L'aspect concret de la conception libérale actuelle consiste simplement à se mettre à son compte pour gagner plus (sous-entendu : que les salaires de la fonction publique). Mais le cadre civilisationnel général est que les avantages sociaux (sécurité sociale, retraite, etc.) se sont généralisés. Ils ont été sous-traités à l'État, d'où la boursouflure que certains critiquent. Le résultat est donc que la société actuelle est plus égalitaire ou indifférenciée sur le plan des statuts socioprofessionnels.

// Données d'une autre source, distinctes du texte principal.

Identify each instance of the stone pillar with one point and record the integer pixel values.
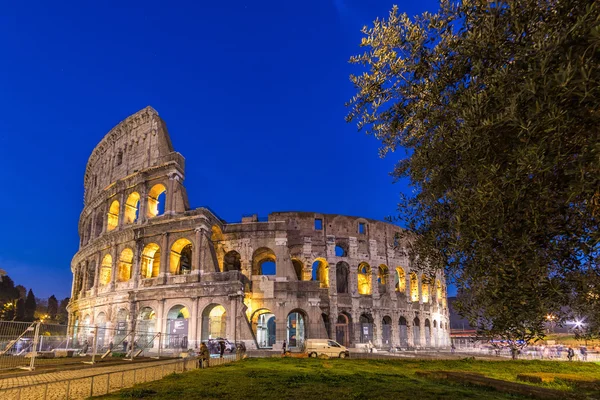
(161, 319)
(193, 325)
(74, 295)
(410, 331)
(137, 256)
(374, 283)
(143, 208)
(395, 330)
(169, 209)
(197, 254)
(377, 329)
(97, 272)
(92, 230)
(121, 210)
(164, 257)
(115, 260)
(84, 278)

Comme ces statuts sont beaucoup plus semblables qu'avant, spécialement du fait de la généralisation du travail féminin salarié, il en résulte que les fonctionnaires aussi veulent gagner plus. Avec un salaire de fonctionnaire, surtout débutant, il est difficile d'avoir le même niveau de vie que des métiers réputés manuels dans le système de valorisation traditionnel. En termes de logement, de consommation courante, de vacances et de loisirs, tous les individus aspirent à un accès égal aux biens et services disponibles. Ils ne se contentent plus de shoping dans des magasins réservés, d'autant que celui de la CAMIF pour les profs est bien plus cher que les autres.

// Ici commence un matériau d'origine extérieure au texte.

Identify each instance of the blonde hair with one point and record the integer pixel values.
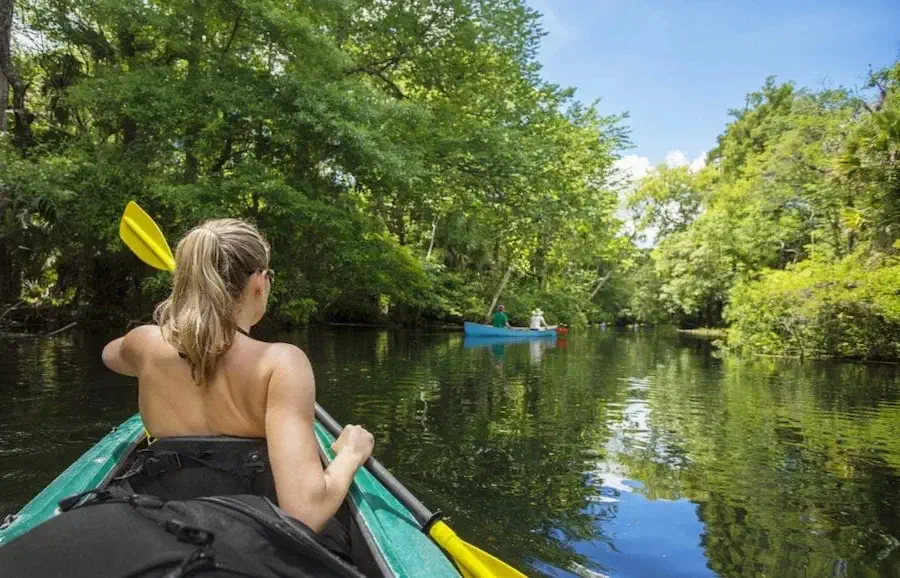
(213, 264)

Une difficulté du management des entreprises publiques est que les fonctionnaires veulent évidemment maintenir les avantages acquis. C'est difficile à faire passer politiquement. Nombreux sont les travailleurs du privé et contribuables qui opposent aux fonctionnaires qu'un avantage que les autres n'ont pas s'appelle un privilège. Aujourd'hui, tout le monde a reçu une éducation secondaire. Les références à la Grande Révolution française sont partagées. En fait, le problème français est qu'il est habituel de trop jouer sur les mots pour maintenir deux poids deux mesures, tout en se revendiquant de l'universalisme (voir le folklore de l'unification des poids et mesures, justement). Les syndicats ont forcément du mal à moderniser leur langage de classes tant qu'ils raisonnent en termes de castes sociologiques. On pourrait appeler ça le problème du jésuitisme colonial qui prétend apporter les Lumières dans le cadre corporatiste de l'indigénat (pour condenser). La crise du syndicalisme correspond à celle des vocations sacerdotales.

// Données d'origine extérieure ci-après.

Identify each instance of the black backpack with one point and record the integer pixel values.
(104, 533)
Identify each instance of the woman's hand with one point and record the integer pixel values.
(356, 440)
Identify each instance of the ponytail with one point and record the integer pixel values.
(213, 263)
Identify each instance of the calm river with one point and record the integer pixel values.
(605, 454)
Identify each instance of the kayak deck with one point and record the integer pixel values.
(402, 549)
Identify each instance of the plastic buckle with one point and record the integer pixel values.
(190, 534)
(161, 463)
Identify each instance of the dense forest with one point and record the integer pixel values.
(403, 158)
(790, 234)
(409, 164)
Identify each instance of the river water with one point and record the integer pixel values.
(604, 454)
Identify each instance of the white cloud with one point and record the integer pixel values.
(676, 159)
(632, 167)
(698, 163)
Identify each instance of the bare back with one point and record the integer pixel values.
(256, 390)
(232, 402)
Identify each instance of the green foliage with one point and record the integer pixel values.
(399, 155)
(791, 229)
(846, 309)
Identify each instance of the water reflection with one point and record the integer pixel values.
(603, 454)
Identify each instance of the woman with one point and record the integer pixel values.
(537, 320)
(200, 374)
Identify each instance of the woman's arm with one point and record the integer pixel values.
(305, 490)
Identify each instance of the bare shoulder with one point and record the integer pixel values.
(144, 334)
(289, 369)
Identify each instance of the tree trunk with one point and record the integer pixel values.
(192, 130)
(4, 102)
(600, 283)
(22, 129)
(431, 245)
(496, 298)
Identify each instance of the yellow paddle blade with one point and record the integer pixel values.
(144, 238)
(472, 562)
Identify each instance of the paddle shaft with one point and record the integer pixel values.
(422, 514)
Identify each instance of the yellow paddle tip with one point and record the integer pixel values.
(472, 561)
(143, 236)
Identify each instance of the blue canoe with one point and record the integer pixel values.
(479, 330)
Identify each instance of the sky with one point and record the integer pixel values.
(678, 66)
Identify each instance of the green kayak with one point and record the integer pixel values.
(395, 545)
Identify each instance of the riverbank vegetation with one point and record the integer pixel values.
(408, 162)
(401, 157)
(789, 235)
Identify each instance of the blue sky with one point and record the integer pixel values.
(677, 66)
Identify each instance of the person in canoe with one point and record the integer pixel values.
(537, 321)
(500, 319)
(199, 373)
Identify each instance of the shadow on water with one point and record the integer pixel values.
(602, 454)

Reste que la motivation des demandes d'augmentation salariale est surtout conjoncturellement liée à l'inflation actuelle, entre conséquences de la guerre d'Ukraine sur le prix de l'énergie et celles sur la chaîne logistique du fait du Covid. Une société indépendante comme la SNCF ne peut pas traiter cela par un nouveau « quoi qu'il en coûte », dont la réalité est simplement un endettement qu'il faudra rembourser avec des taux d'intérêt plus élevés. Puisqu'il est question de l'idée que les grévistes agissent dans l'intérêt de tous les travailleurs en profitant justement de leur position, il ne faut jamais oublier que ceux qui ont les moyens de se plaindre d'avoir moins que certains (peu nombreux) sont ceux qui auraient moins que d'autres (plus nombreux) si on égalisait les salaires.